The amount of genetics those two shared translated into a distant match, as in, six to seven degrees of separation. But those two relatives also shared genetics that showed they were distantly related via an ancestral couple who lived 4-6 generations ago.
The researchers could tell that all these people were related because they shared a number of single nucleotide polymorphisms, or SNPs. These are single letters in specific spots among the roughly 3 billion As, Cs, Ts and Gs that make up the human genome: adenine (A), cytosine (C), guanine (G), thymine (T) and uracil (U). Those are bases retained in DNA and RNA that have been modified after the nucleic acid chain has been formed.
Within about an hour of work, the researchers identified who the ancestral couple was, using publicly available genealogical records. They then searched for the couple’s descendants who would match the demographic data – for example, what were their expected years of birth?
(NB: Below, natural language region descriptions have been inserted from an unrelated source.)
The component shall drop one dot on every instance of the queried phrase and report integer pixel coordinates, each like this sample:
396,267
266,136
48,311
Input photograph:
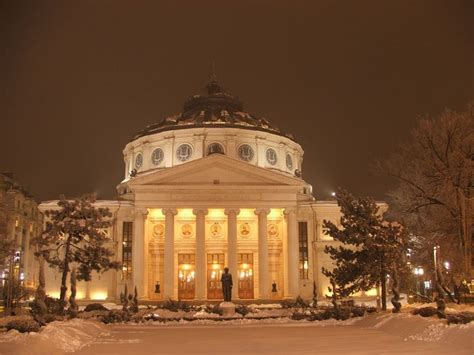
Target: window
138,161
215,148
157,156
303,248
184,152
127,235
246,152
271,156
289,161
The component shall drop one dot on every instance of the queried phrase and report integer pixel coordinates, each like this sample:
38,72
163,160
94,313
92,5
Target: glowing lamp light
418,271
99,295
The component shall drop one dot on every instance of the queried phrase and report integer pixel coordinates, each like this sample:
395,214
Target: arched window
215,148
184,152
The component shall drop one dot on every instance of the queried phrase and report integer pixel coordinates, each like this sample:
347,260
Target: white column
200,277
169,253
293,253
232,247
27,256
138,252
263,277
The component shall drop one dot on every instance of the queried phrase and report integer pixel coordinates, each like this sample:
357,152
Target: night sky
346,78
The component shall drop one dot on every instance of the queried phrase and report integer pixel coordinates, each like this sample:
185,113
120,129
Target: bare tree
435,171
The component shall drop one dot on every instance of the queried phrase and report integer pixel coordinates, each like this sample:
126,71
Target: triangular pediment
215,169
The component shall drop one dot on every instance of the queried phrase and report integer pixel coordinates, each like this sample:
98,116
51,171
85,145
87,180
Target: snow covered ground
382,333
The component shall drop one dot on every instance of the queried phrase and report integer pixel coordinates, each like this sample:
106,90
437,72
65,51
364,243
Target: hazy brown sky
347,78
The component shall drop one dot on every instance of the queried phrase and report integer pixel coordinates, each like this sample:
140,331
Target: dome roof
215,109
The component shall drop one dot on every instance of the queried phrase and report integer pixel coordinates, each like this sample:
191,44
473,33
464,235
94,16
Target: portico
186,245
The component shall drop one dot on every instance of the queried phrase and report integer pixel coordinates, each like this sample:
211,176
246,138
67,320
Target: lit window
303,249
157,156
271,156
215,148
127,235
289,161
184,152
138,161
246,152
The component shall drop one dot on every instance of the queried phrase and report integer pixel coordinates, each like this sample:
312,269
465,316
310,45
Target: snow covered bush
175,306
358,311
425,311
242,309
95,307
23,325
460,318
115,316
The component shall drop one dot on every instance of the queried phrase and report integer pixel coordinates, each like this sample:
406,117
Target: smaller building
20,221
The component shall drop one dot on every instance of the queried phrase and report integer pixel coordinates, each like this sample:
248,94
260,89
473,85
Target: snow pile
67,336
413,327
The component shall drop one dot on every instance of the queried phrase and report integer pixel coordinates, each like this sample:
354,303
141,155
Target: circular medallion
246,152
271,156
159,230
138,161
216,230
244,230
157,156
272,230
186,230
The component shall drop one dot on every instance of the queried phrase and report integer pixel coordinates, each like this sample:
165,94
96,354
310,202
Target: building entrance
245,264
215,268
186,271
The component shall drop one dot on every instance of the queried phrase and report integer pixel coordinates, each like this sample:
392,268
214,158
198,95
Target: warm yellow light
156,213
275,213
54,294
246,213
186,266
216,213
186,213
371,292
99,295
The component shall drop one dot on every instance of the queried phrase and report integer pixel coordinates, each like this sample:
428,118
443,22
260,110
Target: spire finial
213,87
213,76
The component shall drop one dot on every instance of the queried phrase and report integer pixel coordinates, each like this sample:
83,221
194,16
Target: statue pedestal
228,309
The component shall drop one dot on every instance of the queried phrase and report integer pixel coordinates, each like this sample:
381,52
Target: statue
226,280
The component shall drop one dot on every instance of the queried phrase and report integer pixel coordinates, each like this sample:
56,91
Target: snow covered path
306,338
382,333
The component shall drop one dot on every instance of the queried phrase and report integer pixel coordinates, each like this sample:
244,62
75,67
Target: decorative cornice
229,211
173,211
259,211
204,211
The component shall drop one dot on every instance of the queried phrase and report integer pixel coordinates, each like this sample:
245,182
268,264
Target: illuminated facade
208,188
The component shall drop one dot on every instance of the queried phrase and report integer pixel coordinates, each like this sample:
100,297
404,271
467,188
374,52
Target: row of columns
291,259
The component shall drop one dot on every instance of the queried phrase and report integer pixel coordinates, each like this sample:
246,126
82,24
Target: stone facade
209,188
20,221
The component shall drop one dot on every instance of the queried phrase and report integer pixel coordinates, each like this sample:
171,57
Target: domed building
213,187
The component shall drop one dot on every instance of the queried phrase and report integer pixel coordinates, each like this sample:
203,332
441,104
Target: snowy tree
369,250
434,194
76,234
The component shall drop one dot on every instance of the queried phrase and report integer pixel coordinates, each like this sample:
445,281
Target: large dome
212,123
214,109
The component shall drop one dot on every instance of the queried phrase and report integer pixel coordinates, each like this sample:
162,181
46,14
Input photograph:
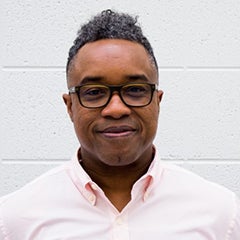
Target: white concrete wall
197,44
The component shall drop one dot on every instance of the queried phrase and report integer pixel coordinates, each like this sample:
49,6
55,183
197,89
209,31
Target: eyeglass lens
92,95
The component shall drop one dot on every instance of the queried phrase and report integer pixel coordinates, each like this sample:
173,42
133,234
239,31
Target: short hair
110,25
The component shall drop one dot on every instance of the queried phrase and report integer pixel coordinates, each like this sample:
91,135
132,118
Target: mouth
118,131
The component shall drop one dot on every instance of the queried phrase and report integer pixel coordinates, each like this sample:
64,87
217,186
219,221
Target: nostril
116,108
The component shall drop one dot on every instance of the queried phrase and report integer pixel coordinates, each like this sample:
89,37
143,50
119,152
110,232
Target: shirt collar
143,186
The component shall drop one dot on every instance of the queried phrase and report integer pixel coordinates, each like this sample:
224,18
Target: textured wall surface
197,44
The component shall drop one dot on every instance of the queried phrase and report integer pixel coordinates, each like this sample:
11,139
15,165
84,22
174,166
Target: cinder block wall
197,44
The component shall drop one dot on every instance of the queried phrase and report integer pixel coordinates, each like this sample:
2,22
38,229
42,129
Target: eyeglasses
99,95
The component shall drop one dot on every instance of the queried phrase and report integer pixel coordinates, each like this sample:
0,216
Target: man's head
110,25
113,101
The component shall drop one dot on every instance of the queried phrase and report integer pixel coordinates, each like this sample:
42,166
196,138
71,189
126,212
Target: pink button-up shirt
168,203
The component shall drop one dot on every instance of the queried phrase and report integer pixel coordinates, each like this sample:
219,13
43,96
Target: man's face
116,135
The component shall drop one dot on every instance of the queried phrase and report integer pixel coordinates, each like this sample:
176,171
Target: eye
137,90
93,92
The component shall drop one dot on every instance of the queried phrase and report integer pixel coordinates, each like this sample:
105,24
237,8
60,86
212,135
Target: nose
116,108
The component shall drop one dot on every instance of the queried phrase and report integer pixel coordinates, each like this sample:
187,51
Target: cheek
82,121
That wasn’t a trivial step, given that the ancestral couple had 10 children and hundreds of grandchildren and great-grandchildren. But after a full day of work, the scientists eventually traced the identity of their target, who was the same person they had previously re-identified, based on surname inference from the Y-chromosome, which is one of several genetic re-identification tactics.
The takeaway
The study’s success in identifying individuals was based on the use of the genomic data of 1.28 million individuals tested with consumer genomics – a data set that grows bigger every day as more people submit their DNA samples to these services.
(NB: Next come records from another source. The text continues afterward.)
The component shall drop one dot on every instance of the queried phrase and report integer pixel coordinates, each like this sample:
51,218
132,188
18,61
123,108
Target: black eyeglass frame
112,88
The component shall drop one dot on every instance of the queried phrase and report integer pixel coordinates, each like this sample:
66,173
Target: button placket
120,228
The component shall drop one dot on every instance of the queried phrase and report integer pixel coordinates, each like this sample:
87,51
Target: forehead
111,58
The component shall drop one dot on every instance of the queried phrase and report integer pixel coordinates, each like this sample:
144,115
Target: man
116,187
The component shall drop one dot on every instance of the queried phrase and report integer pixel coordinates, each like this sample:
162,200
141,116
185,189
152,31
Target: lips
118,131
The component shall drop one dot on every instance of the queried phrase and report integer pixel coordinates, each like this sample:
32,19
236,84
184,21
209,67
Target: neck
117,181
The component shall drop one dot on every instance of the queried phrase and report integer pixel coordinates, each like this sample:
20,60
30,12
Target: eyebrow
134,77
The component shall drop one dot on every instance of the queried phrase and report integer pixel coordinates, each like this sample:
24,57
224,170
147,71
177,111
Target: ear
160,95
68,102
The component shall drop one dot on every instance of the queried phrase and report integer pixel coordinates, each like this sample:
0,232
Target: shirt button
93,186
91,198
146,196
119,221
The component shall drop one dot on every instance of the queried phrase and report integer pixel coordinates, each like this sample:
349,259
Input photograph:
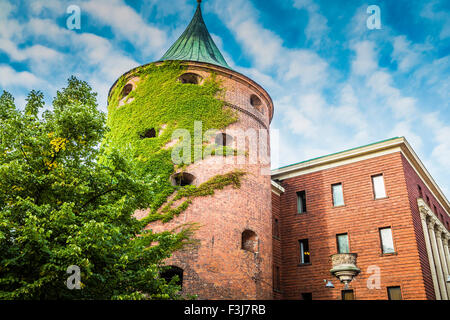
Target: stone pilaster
439,233
437,260
423,218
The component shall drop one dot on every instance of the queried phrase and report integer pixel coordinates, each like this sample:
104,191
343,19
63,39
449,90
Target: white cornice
367,152
276,188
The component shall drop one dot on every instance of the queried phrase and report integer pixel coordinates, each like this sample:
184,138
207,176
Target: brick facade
218,267
360,217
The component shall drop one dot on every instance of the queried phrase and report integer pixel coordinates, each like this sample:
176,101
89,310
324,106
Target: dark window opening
307,296
149,133
249,241
255,101
342,243
387,242
301,202
348,295
172,272
182,179
304,251
276,227
190,78
394,293
126,90
276,278
338,194
223,139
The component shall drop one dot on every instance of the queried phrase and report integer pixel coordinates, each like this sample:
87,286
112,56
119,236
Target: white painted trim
368,152
276,188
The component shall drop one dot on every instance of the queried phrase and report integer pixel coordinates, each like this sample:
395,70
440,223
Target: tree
67,198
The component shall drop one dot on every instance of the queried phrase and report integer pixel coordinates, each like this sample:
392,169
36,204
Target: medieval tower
226,192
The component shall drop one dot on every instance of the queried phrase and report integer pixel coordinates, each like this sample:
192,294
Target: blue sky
335,83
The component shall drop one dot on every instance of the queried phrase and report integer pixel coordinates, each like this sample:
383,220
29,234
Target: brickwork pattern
360,217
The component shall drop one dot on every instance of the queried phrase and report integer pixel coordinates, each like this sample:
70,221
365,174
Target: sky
336,83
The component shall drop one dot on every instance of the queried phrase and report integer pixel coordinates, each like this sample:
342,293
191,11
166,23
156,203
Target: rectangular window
420,191
276,227
301,202
338,196
307,296
342,243
276,280
304,251
347,295
387,243
378,186
394,293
The researchers suggest that we need to re-evaluate how we use this powerful data. Law enforcement, policy makers and even the general public may well be in favor of using these “enhanced forensic capabilities” for solving crimes, but we need to keep in mind that these databases and services are open to everyone, and not everyone will use them with good intentions.
For example, research subjects can be re-identified from their genetic data. Yet rules that, starting in 2019, will regulate federally funded human subject research fail to define genome-wide genetic datasets as “identifiable” information.
The researchers say that their work shows that such datasets are indeed capable of identifying individuals. That’s why they’re encouraging US Health and Human Services (HHS) to rethink that classification.
To better protect our genomes, Erlich and his team are proposing that the text files of raw genetic data be cryptographically signed:
Third-party services will be able to authenticate that a raw genotyping file was created by a valid [direct-to-consumer] provider and not further modified. If adopted, our approach has the potential to prevent the exploitation of long-range familial searches to identify research subjects from genomic data. Moreover, it will complicate the ability to conduct unilaterally long-range familial searches from DNA evidence. As such, it can complement previous proposals regarding the regulation of long-range familial searches by law enforcement and offers better protection in cases where the law cannot deter misuse.
Erlich and his team have uploaded demo source code to GitHub that can be used to sign and verify the raw genotype files using a previously published digital signature scheme.
This is the clarity and data protection we need to keep genomics going, they wrote:
Overall, we believe that technical measures, clear policies for law enforcement in using long-range familial searches, and respecting the autonomy of participants in genetic studies are necessary components for long term sustainability of the genomics ecosystem.